Tell him to actively pursue peace..katakata is never a solution..

That’s a brilliant piece of advice.
Hopefully he’ll read it and gain strength and encouragement.
Re: How Did You Survive Your Divorce In The UK? by KingAzari: 1:48pm On Mar 08, 2021
xandy84:
Op is leaving some important information. Nobody arrest you for going to your house except you have restraining order against you. Don't make it look like men don't have right in UK, US bro. Allegations without proof holds no ground in sane climate. If his wife accuse him of marital rape, abuse and forgery, she will have to prove beyond reasonable doubt such activities happened.
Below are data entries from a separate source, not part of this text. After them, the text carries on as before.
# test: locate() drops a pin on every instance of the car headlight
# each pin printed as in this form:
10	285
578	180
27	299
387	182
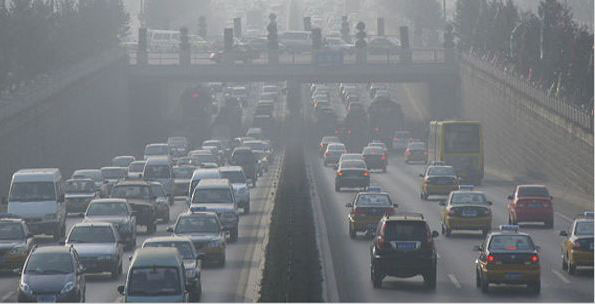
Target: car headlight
68	287
25	288
18	250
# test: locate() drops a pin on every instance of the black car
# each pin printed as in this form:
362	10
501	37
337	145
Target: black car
403	247
52	274
245	158
375	158
352	174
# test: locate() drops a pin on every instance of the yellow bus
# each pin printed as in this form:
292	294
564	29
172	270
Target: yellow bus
458	144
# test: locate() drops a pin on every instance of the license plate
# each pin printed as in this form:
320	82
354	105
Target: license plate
407	245
469	213
46	299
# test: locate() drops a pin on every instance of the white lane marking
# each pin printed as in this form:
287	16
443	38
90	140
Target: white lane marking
454	280
561	277
7	296
563	216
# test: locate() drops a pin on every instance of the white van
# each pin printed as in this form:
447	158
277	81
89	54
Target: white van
37	196
160	169
163	41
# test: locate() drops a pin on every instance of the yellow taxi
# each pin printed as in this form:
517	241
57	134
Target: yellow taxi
16	243
577	246
466	210
367	209
508	257
438	180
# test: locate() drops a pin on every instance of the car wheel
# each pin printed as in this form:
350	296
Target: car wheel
535	287
571	268
430	279
351	231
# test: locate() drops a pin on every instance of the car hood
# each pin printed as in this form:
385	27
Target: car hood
107	218
94	249
8	244
79	195
52	283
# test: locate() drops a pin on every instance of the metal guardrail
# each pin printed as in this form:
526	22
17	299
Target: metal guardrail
419	55
561	107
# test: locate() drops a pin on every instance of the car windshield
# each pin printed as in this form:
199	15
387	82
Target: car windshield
131	191
373	200
184	248
533	191
406	231
50	263
183	172
583	228
78	186
416	146
234	177
102	209
352	164
157	150
157	190
11	231
197	224
114	173
91	234
510	243
32	191
136	167
468	198
441	171
154	281
157	171
212	196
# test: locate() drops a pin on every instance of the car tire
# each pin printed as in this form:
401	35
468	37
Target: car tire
233	235
351	231
535	287
571	268
485	285
430	279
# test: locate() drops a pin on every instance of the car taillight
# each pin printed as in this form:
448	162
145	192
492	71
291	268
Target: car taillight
534	259
576	244
491	259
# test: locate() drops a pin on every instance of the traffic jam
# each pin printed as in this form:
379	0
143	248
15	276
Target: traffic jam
357	149
152	223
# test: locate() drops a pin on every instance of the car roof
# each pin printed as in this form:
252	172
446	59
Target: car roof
156	256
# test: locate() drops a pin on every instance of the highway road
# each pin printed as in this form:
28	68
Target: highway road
236	282
347	262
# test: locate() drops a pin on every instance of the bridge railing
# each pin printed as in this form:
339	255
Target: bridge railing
572	113
417	55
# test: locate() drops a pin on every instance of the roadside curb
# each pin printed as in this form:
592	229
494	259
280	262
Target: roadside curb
330	292
254	281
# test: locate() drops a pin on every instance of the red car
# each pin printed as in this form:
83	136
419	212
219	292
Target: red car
531	203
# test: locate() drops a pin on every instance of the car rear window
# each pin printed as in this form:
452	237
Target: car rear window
510	243
533	191
406	231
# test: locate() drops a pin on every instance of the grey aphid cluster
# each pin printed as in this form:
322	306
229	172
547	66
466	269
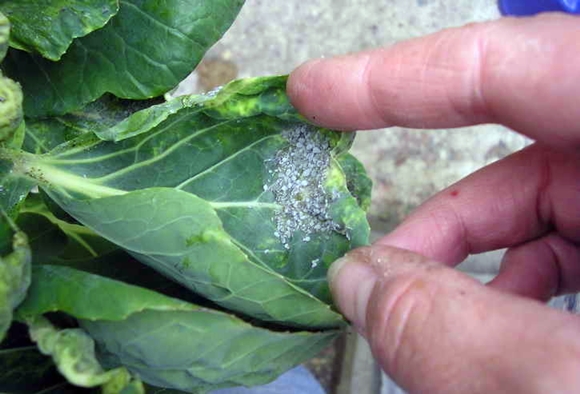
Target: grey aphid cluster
299	172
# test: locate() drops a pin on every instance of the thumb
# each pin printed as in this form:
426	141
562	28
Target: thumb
435	330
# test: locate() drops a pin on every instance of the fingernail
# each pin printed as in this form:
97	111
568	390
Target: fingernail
352	282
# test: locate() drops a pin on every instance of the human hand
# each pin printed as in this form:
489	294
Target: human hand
434	329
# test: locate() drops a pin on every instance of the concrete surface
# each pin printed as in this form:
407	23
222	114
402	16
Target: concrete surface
407	166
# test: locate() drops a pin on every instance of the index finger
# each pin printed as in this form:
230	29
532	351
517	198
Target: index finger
523	73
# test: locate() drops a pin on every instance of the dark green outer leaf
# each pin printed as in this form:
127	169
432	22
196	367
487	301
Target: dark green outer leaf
357	180
49	27
25	370
197	353
86	296
144	51
216	152
180	235
14	279
169	343
4	35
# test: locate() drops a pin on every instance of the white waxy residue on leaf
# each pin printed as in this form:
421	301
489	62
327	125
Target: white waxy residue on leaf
299	173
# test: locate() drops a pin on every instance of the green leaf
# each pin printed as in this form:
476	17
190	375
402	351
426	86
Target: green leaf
4	35
23	369
14	279
167	342
73	352
54	240
10	108
108	112
357	180
143	52
49	27
194	192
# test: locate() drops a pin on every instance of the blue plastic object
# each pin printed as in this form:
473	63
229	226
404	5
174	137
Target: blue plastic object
532	7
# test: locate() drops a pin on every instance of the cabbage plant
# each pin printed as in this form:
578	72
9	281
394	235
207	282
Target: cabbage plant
151	245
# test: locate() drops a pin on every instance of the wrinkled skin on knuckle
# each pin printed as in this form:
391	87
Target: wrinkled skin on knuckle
398	317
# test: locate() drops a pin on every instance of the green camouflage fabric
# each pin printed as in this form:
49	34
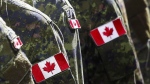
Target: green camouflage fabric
111	63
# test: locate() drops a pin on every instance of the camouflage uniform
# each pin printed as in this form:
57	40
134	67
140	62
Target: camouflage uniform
112	63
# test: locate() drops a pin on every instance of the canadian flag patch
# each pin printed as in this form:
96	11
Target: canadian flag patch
49	67
108	32
74	23
17	43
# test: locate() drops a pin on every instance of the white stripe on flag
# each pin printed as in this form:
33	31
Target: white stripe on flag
49	67
107	32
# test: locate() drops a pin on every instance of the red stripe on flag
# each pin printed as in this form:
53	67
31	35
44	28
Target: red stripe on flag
71	24
78	24
119	27
97	37
36	72
61	61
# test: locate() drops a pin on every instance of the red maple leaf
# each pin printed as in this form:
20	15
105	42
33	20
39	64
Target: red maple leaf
49	67
108	31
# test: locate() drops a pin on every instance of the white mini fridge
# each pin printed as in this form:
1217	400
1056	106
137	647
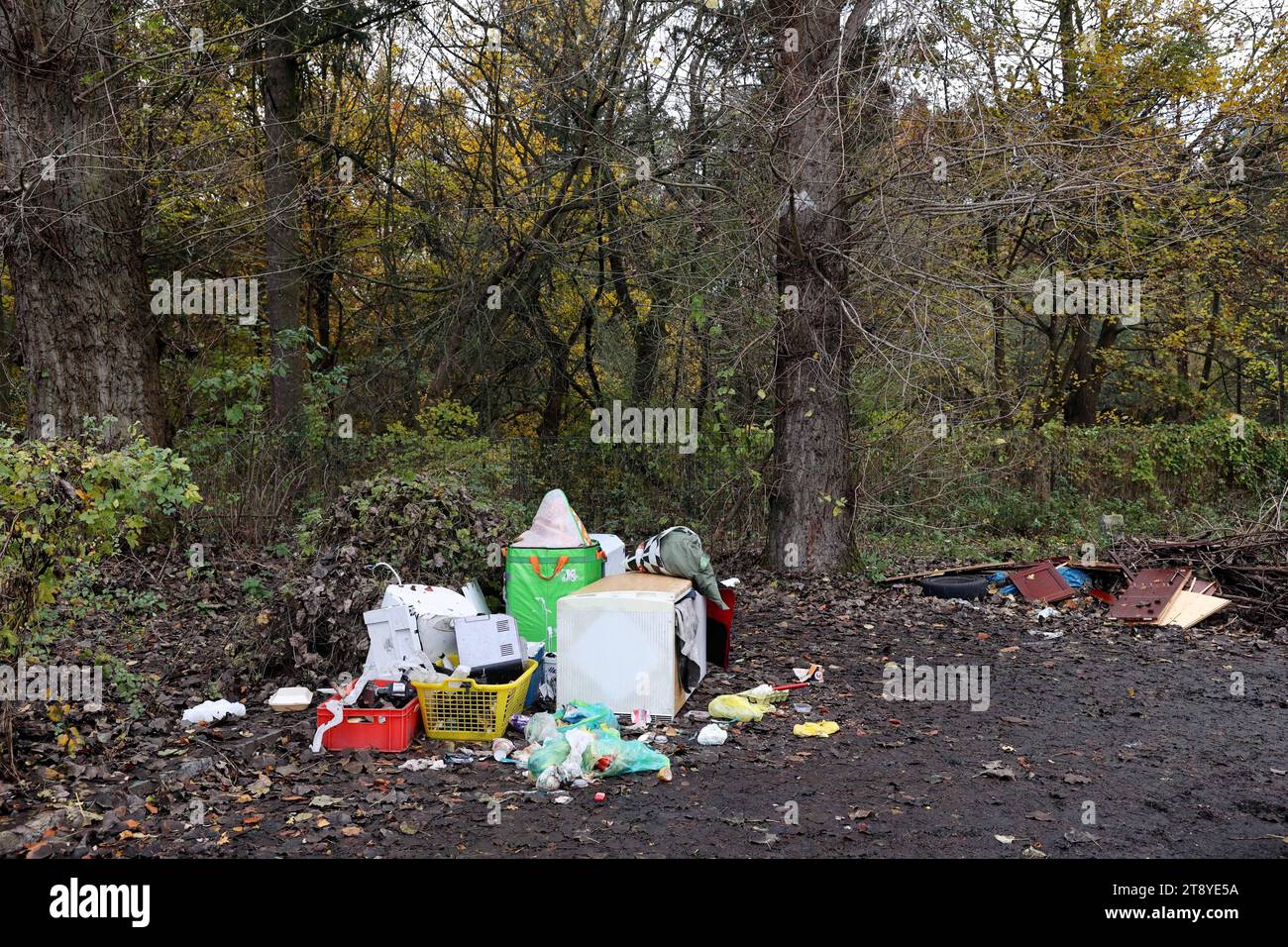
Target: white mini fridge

OP it's either omitting or does not have a full story.. Talking from experience

You never see anything.

Let me tell you, in the western countries, the most powerful people are in this order:
1. Women
2. Children
3. Animals(Birds, Fishes & Mammals)
4. Trees/Environment/Ocean
5. Gay men
6. Straight men (This is where most of us - the most endangered group - belong). SAD truth.
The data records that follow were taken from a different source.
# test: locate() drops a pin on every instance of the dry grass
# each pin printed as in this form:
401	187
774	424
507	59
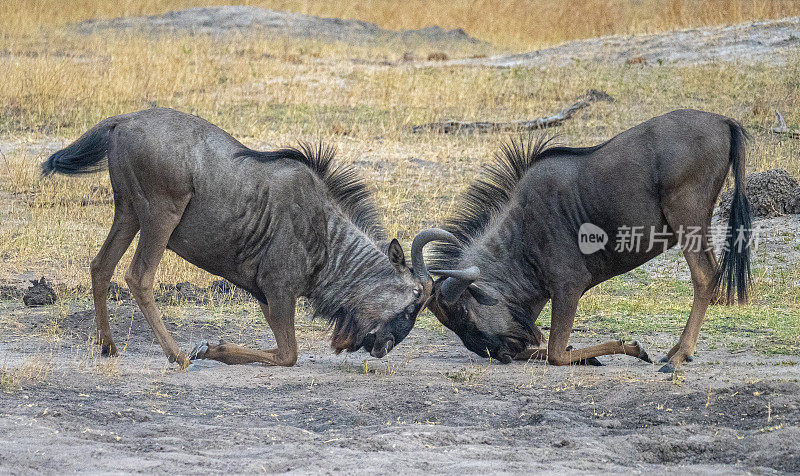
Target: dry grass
514	24
56	85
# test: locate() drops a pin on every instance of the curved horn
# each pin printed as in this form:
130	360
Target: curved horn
457	282
423	238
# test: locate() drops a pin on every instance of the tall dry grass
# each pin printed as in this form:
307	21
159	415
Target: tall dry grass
512	24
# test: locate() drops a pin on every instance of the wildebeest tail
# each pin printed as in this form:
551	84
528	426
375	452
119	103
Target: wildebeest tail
86	155
733	276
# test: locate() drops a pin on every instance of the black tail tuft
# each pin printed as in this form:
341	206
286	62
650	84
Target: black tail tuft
84	156
733	276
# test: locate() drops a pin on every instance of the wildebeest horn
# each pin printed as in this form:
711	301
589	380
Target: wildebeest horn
423	238
458	280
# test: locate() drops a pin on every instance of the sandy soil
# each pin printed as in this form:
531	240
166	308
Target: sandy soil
430	407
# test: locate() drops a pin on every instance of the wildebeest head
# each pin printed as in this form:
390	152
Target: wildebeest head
388	311
488	326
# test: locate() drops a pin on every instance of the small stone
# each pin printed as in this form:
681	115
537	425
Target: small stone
39	294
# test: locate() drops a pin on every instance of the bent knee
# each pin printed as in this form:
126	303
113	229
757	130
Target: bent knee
136	283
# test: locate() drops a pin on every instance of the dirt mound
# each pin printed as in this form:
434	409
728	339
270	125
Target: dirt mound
770	41
771	193
261	21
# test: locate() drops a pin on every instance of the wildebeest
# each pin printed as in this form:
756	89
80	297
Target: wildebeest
519	229
280	224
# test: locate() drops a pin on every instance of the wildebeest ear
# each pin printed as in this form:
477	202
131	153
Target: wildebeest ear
482	296
396	255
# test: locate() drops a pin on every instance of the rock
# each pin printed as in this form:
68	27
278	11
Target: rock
118	293
39	294
771	193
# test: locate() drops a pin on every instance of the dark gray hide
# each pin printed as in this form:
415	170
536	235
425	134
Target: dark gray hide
520	228
280	224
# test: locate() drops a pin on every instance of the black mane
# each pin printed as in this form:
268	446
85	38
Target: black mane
493	188
345	186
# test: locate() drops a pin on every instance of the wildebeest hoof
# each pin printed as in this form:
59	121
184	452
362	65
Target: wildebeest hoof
668	368
108	350
199	351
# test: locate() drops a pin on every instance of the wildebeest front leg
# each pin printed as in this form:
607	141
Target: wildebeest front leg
281	320
157	224
565	305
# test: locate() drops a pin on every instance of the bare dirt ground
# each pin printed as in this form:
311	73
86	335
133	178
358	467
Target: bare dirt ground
430	407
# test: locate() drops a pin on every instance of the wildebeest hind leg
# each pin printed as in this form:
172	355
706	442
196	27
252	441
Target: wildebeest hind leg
282	324
565	304
102	267
162	218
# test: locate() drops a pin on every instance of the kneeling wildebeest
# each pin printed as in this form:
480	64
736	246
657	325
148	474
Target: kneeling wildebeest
519	234
279	224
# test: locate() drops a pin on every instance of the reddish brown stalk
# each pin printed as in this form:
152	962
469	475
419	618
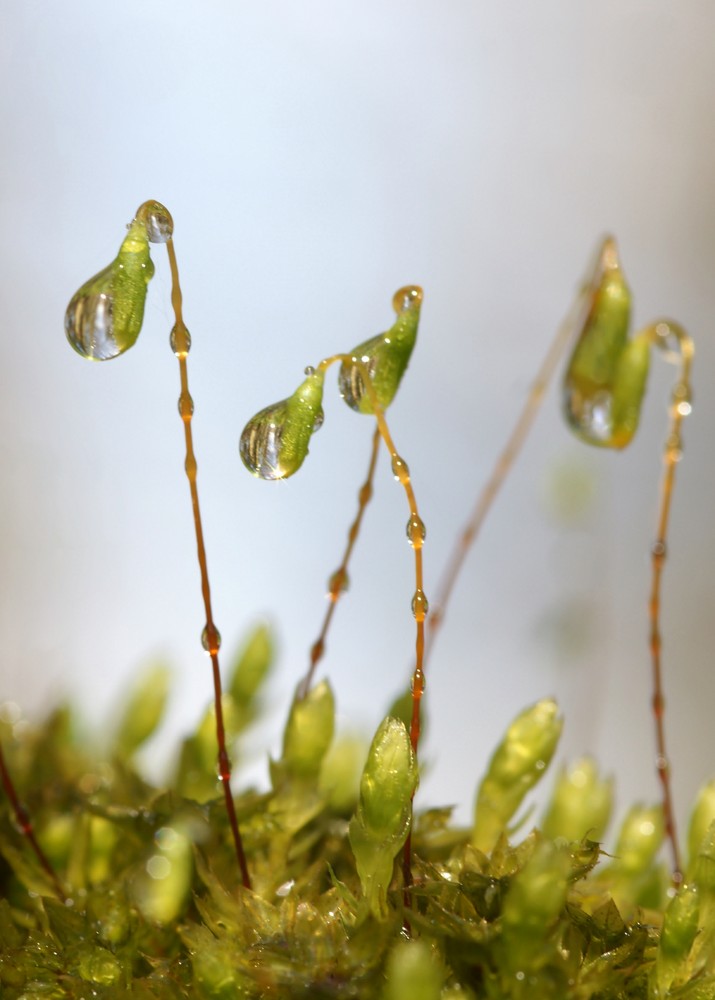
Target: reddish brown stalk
338	581
499	473
680	408
211	639
24	822
416	535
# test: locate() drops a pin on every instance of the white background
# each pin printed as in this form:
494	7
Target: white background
316	156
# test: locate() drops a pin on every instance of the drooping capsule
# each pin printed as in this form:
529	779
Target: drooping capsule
606	376
386	356
105	315
274	443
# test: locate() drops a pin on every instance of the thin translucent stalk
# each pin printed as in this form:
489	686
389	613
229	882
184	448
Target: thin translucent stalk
25	823
679	409
503	465
419	601
339	578
212	638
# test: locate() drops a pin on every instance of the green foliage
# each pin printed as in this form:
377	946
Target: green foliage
155	907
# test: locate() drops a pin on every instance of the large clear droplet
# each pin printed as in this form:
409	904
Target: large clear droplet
274	443
416	531
350	381
157	221
260	444
606	376
407	297
104	316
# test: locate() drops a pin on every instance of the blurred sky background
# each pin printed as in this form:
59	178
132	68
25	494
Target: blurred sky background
315	157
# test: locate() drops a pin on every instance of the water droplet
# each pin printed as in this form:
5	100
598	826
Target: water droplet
400	470
407	297
385	356
104	316
420	606
606	376
350	381
338	584
157	221
211	640
180	341
186	406
274	443
416	531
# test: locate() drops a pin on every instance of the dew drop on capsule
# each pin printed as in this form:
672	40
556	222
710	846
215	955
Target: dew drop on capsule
260	443
416	531
274	443
211	640
104	317
407	297
157	221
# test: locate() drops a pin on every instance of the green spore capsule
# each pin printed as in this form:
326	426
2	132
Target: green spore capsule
385	356
275	442
581	803
381	823
105	316
309	732
606	376
516	766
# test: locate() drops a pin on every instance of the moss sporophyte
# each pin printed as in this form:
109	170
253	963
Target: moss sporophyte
331	884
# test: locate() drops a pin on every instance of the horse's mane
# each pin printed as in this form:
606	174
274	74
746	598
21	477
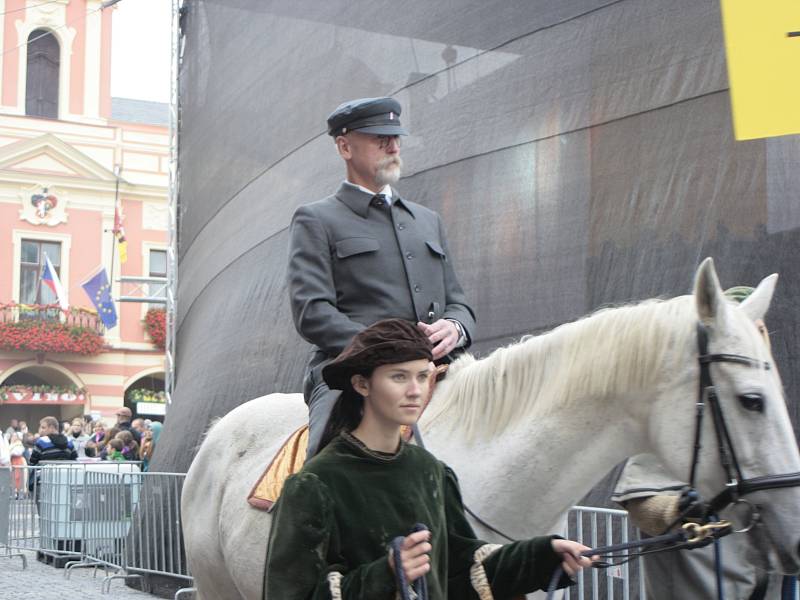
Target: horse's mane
605	353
The day I told my white boss that I was getting married he wept for me just the way angels wept for people on earth the day God ostracized Satan to earth. He practically told me not to get married that I would live to regret.

17 Likes 1 Share

Re: How Did You Survive Your Divorce In The UK? by seunmsg(m): 1:49pm On Mar 08, 2021
lekki1444:
what happened to him ?

https://www.vanguardngr.com/2017/12/emmanuel-eboue-loses-life-savings-properties-wife-following-bitter-divorce/

Read up how he lost everything he worked for to his former wife.

6 Likes 1 Share

Re: How Did You Survive Your Divorce In The UK? by MansoryMX(m): 1:52pm On Mar 08, 2021
Michelle55:

Yeah.. Please do enlighten me

Two major things, one must be allowed and the other not allowed; Forgiveness and Pride. Pride is a poison in marriage because it's the basis for disrespecting others and for creating suffering in our lives. The moment one starts having pride against his/her spouse, that marriage is definitely hitting the rock! People you see who have been married for more than 50years and still going strong together don’t allow pride to becloud their sense of reasoning when they wrong one another or having one misunderstanding or another which is bound to happen in marriage, we are humans and we have both anger and happiness inside us which do comes out of us. It’s either you are angry or happy. You can’t be angry and happy at same time. So when you are in an angry state caused by your spouse or yourself then don’t allow pride, instead allow forgiveness to kick in! Well Na so my papa teach me when I told him I wanna marry lol. And since I got married it has been working for me like magic! I don’t fail to say sorry whenever I did something wrong to my wife, likewise she. Pride is the major cause of all broken marriages

9 Likes 2 Shares

Re: How Did You Survive Your Divorce In The UK? by efficiencie(m): 1:52pm On Mar 08, 2021
babythug:
Divorce is an unfortunate situation to be in. Nonetheless it’s not the end of the world . Both himself and his former wife are to blame . He should brace up and try the following:

1. Dust himself and be ready to start over .
2. Face his career or job
3. Determine to be at peace with his ex no matter the level of provocation or otherwise
4. Be the best father he can be to his children given the circumstances. Pay whatever bills as deemed necessary and pay extra where possible
5. He should document any payment made
6. He must not bring the kids into the divorce by relaying what their mum has done or not done to them
7.

What is this one saying? Do you know what the woman has been telling the children about their father? The children are part of the divorce whether they like it or not. It is not a matter of "if" it is a matter of "when"...the will eventually get to know the dirty linen of their parents...He had better leave the UK return to a country where he can start over whilst leading a life of prayer and devotion to God. He should communicate with his kids when he can through the phone and to see the children he should pay for their ticket to travel to his location. He should not visit them at his UK residence or risk getting arrested again on false charges by his wife...

Marriages fail when spouses fail to agree and spouses fail to agree when they aren't matches for each other and bound by the law of the LORD GOD who instituted the first marriage!